Of course, when Cohen says its wrong to follow Huckabee, he too is making an unprovable and unscientific faith-based assertion...Cohen the Theocrat!

This is simply a shop-worn liberal parlor trick to pre-emptively disqualify people of faith from engaging in the public square. Inclusion my contusion!

But if Cohen is serious, he might want to have a word with the Prophet "This Debate Is Over!" Algore. His Church of Global Warming combines the scientific rigor of Phrenology with the theological sophistication of a South Pacific cargo cult. "You make Sun God angry with Humvee chariot! Bad chariot!"

And as for reason and faith, check out JOHN PAUL II's FAITH AND REASON Encyclical, which puts the lie to the notion that reason and faith are at root, inconsistent. Check out too THE SPLENDOR OF THE TRUTH.

Look Dan, I've had this discussion before in the contexts of several books/philosophies and the like.

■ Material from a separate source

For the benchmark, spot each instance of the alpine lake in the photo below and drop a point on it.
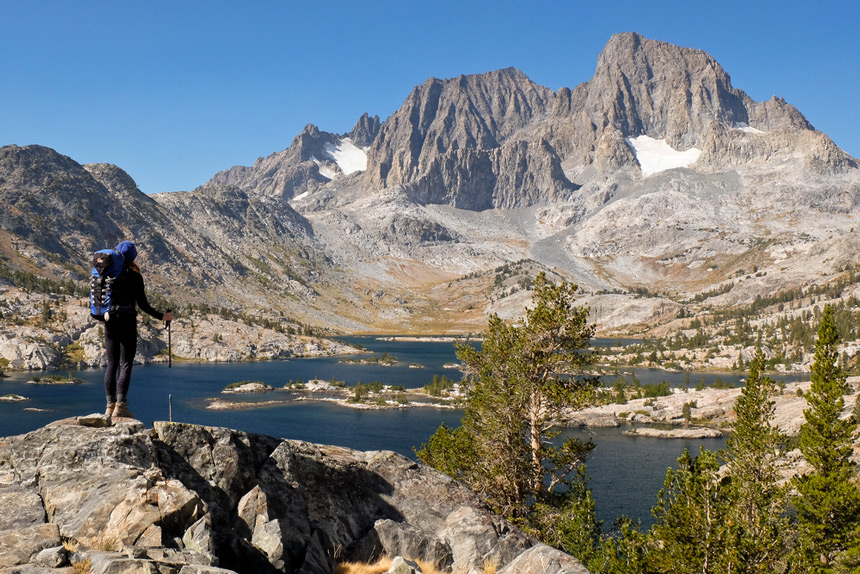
(625, 472)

Very few people if pushed far enough will continue to claim the faith and reason are always in concert. It's really a ridiculous and unchristian end. Perhaps the "root" as you say is similar, but there are certain branches of faith that the root of reason can never get to. In that case you have to jump a little bit.

Faith has its own reason. That is a rational alternative logic based on a premise. Granted, the premise is not shared by everyone, hence that leap Clint hints at. (I never felt that I actually leaped. The experience was more like being pushed.) What you guys are calling reason contains a faith of its own, maybe faith in the innate rationality of the human mind or other things like that science, human observation, provides absolutes. Those premises cannot be proved any more than God can be proved. Some of the most emotional and irrational people I know are atheists.